Dollar General Introduces New Store Concept Aimed At More Affluent Shoppers
A retailer synonymous with ultra-cheap goods is attempting to court an income bracket that can afford to shop higher-end fare.
Dollar General announced on Thursday the launch of a new store concept called Popshelf explicitly targeting suburban women in households with between $50K and $120K in annual income, according to a press release. The first two Popshelf stores will open in the Nashville, Tennessee, metropolitan area this fall.
Dollar General plans to open 30 Popshelf locations by the end of 2021. They will average 9K SF and stock nonperishable goods like home decoration and cleaning supplies, beauty products and seasonal items like party supplies. Around 95% of products sold at Popshelf will cost $5 or less, the press release states.

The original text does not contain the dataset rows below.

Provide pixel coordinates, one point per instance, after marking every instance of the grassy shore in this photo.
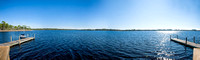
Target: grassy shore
(13, 30)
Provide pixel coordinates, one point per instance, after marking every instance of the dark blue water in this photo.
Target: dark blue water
(89, 45)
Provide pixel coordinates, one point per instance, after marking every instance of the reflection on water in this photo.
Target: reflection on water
(62, 44)
(168, 32)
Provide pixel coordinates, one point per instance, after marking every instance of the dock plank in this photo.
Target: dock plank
(13, 43)
(196, 54)
(4, 53)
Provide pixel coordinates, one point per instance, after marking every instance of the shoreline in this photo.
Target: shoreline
(13, 30)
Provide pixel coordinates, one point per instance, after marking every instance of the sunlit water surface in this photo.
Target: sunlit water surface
(89, 45)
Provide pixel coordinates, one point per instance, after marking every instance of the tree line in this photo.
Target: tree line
(6, 26)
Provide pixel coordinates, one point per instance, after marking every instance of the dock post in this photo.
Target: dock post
(19, 40)
(11, 38)
(177, 36)
(34, 35)
(194, 39)
(186, 40)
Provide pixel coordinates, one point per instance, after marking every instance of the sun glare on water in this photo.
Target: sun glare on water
(168, 32)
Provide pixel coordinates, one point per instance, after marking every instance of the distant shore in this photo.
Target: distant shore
(13, 30)
(120, 29)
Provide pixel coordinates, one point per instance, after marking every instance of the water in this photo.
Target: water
(89, 45)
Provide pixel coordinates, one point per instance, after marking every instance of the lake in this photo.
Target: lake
(90, 45)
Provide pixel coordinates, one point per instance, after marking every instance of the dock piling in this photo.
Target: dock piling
(34, 35)
(194, 39)
(186, 40)
(10, 38)
(177, 36)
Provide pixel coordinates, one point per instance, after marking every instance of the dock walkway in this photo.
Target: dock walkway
(17, 42)
(5, 47)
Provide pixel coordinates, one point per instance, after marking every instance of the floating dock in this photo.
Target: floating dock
(17, 42)
(196, 50)
(4, 53)
(5, 47)
(185, 42)
(196, 54)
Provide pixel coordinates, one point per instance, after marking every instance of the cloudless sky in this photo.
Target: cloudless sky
(116, 14)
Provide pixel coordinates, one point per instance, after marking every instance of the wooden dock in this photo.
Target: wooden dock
(4, 53)
(17, 42)
(186, 43)
(5, 47)
(196, 50)
(196, 54)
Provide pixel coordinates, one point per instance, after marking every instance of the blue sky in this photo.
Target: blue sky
(116, 14)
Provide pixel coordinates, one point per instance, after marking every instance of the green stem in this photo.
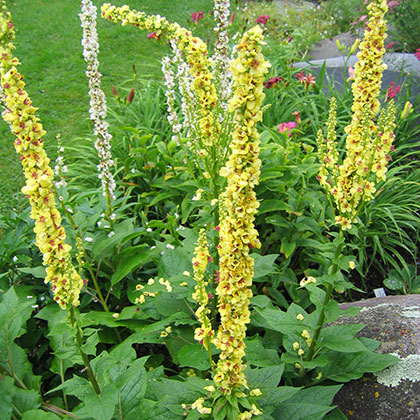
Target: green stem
(66, 406)
(320, 323)
(79, 342)
(85, 256)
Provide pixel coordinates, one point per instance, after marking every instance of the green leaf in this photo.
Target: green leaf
(131, 386)
(127, 265)
(195, 356)
(99, 407)
(257, 355)
(26, 399)
(37, 272)
(308, 404)
(394, 283)
(274, 205)
(173, 262)
(336, 414)
(264, 265)
(7, 391)
(287, 247)
(280, 321)
(337, 343)
(344, 367)
(39, 415)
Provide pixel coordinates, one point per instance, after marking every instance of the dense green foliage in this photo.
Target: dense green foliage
(145, 359)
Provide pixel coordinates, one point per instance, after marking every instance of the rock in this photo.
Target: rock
(394, 393)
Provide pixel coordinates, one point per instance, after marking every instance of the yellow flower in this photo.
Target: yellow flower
(19, 113)
(238, 205)
(368, 142)
(255, 392)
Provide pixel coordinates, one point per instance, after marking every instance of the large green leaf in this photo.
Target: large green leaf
(131, 385)
(257, 355)
(308, 404)
(99, 407)
(264, 265)
(173, 262)
(39, 415)
(14, 312)
(7, 391)
(195, 356)
(26, 399)
(127, 264)
(344, 367)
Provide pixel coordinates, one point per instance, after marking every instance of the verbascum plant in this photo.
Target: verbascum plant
(204, 334)
(238, 235)
(196, 55)
(98, 108)
(19, 113)
(368, 142)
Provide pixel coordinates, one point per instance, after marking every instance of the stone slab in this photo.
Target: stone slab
(394, 393)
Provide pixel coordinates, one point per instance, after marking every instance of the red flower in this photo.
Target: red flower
(262, 19)
(272, 82)
(196, 16)
(153, 35)
(392, 91)
(300, 76)
(287, 127)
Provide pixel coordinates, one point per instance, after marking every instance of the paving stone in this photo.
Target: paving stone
(394, 393)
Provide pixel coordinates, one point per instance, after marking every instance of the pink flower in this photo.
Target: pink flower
(392, 91)
(262, 19)
(300, 76)
(392, 5)
(153, 35)
(196, 16)
(232, 17)
(272, 82)
(351, 74)
(287, 127)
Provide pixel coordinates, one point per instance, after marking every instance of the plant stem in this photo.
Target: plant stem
(320, 323)
(79, 342)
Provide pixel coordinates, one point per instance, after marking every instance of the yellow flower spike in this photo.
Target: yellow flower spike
(204, 333)
(368, 143)
(238, 206)
(39, 188)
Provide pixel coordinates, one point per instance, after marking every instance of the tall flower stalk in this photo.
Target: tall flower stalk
(368, 142)
(19, 113)
(98, 109)
(208, 138)
(238, 235)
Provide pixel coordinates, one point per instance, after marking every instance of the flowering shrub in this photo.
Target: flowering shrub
(367, 145)
(202, 317)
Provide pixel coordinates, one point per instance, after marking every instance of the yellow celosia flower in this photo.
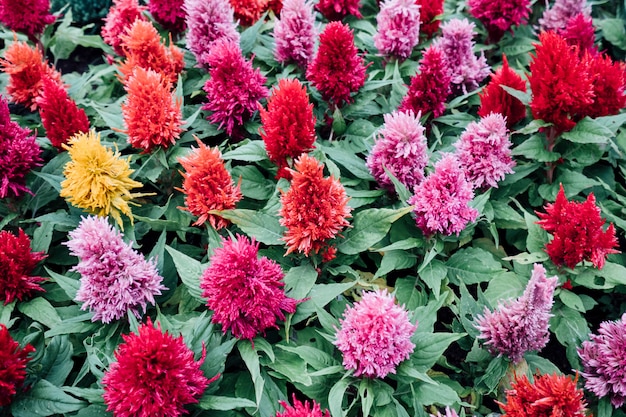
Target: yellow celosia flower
(97, 179)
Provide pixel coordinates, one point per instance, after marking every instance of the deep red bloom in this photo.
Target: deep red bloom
(288, 124)
(16, 265)
(13, 361)
(337, 70)
(60, 115)
(154, 375)
(577, 232)
(493, 98)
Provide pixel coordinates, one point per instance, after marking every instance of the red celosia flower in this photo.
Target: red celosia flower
(26, 68)
(154, 375)
(60, 115)
(151, 115)
(549, 396)
(314, 210)
(207, 185)
(288, 124)
(245, 291)
(493, 98)
(13, 361)
(577, 232)
(337, 70)
(16, 265)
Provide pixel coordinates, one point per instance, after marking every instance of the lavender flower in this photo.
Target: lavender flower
(114, 277)
(398, 28)
(401, 148)
(603, 361)
(521, 325)
(484, 151)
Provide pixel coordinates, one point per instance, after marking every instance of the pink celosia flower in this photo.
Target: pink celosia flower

The seasonality of stock, plus some limited-run items and sales, are meant to invoke the "treasure hunt" feeling that draw shoppers to off-priced apparel retailers like The TJX Cos. or less specific discounters like Five Below. To keep inventory fresh, Dollar General has hired teams to source products and advertise them on social media, The Wall Street Journal reports.
In the past four years, Dollar General has added thousands of stores, many of them to build on the success the brand has had in rural and/or low-income areas. Comparable store sales rose 19% year-over-year for Dollar General, WSJ reports, part of a demonstrated trend of more customers turning to dollar stores amid economic stress as a result of the coronavirus pandemic.
As economic recovery seems more and more like a long-term prospect, Dollar General leadership trusts that even the more affluent consumers it is targeting with Popshelf will remain more cost-conscious than they have in previous years. Dollar General Chief Marketing Officer Emily Taylor told WSJ it anticipates Popshelf's consumer base to value “treating themselves without the guilt associated with overspending.”
Popshelf will stock some food items under Dollar General's private brands that already had been part of the retailer's standard inventory, but which have recently been redesigned. In this way, Popshelf will be distinct from Dollar General's other spin-off brand, urban convenience store DGX. As with DGX, Popshelf's targeted demographic will not be expected to rely on it for staples like Dollar General's customers sometimes do, to neighborhood activists' chagrin.